What I can assume is that in the "*" the string starts with an L_ and ends in 10 chars number.

I want for each line that:

1. start with LOB (white-space before the LOB)
2. inside "" the first two letters are L_
3. line always ends with "(

replace the last 10 chars in the "" with variable.

all I manage to do is: cat /tmp/out.log | sed 's/_[0-9_]*/$NUM/g' > /tmp/newout.log

to find the required rows I run: grep "^ LOB" create_tables_clean.sql | grep "\"L_"

However I dont know how to combine the two and get what I wish.

Answer 1

several useless characters are in accepted sed command, here is shorter one.

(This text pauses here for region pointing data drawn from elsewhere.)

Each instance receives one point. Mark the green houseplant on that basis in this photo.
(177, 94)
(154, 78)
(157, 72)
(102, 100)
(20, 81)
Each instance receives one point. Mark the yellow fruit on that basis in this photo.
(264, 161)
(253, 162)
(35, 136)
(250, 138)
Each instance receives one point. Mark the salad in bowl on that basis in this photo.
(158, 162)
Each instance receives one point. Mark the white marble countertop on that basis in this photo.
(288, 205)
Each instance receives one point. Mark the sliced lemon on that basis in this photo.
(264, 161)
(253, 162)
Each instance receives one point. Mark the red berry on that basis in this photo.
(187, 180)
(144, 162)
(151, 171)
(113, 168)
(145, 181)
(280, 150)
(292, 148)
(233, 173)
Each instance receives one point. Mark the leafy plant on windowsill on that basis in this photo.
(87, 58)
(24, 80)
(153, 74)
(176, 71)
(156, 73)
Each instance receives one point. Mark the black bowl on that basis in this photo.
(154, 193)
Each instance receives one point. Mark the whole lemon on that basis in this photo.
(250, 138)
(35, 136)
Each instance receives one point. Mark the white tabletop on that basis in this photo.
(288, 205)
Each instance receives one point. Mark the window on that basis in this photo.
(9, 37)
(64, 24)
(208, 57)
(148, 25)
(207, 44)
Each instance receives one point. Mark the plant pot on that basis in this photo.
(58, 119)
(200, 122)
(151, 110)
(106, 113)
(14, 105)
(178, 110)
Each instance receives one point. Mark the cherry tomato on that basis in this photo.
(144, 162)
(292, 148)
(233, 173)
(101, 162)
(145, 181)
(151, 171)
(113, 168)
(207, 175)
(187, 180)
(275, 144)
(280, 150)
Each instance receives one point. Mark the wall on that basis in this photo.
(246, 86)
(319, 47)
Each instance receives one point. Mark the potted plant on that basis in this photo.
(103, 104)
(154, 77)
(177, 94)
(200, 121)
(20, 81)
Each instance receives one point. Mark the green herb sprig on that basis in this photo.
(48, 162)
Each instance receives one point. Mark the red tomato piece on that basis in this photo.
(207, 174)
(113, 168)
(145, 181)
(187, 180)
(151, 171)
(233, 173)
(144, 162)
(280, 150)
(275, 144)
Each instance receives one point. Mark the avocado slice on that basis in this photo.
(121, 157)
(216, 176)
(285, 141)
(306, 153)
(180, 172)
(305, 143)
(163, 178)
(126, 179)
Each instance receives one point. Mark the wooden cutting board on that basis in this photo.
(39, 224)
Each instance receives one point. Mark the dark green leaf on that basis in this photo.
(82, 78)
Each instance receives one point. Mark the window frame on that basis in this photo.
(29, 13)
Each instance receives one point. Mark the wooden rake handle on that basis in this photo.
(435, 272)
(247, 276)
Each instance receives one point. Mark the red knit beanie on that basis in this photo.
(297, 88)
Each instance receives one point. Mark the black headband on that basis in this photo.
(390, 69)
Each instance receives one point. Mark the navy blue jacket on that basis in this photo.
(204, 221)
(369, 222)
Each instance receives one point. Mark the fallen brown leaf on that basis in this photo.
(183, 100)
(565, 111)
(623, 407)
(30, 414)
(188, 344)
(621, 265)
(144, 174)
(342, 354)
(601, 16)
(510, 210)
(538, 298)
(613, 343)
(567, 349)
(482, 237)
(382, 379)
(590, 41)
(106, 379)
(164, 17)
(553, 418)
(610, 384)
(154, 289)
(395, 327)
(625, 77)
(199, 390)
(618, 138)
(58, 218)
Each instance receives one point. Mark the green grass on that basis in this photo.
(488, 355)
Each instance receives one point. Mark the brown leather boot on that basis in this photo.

sed -r 's/(LOB.*"L_.*)([0-9]{10})("\()/\1'$myVar'\3/' file

Second, @Basti M, when you need echo with double quotes in string, use singe quotes, then you needn't escape the double quotes.

echo 'LOB ("VALUE") STORE AS SECUREFILE "L_MS_WRKNPY_VALUE_0000000011"('

Answer 2

sed -r 's/(\sLOB.*"L_.+_)([0-9]{10})("\()/\1'$myVar'\3/'

Replace $myVar with your variable, obviously.

I made three capturing groups:

(\sLOB.*"L_.+_)  #catches everything until the 10 numbers
([0-9]{10})      #catches the 10 numbers
("\()            #catches the last "(

The first capturing group matches only if your line starts with LOB (with a preceeding whitespace) and contains "L_.
Then you simply substitute the second capturing group (containing only the 10 numbers) with your variable while keeping the first and third capturing group (\1'$myVar'\3).

Your whole call would look like

cat /tmp/out.log | sed -r 's/(\sLOB.*"L_.+_)([0-9]{10})("\()/\1'$NUM'\3/g' > /tmp/newout.log

(notice I added the g-modifier to the regex, so it will match every occurence)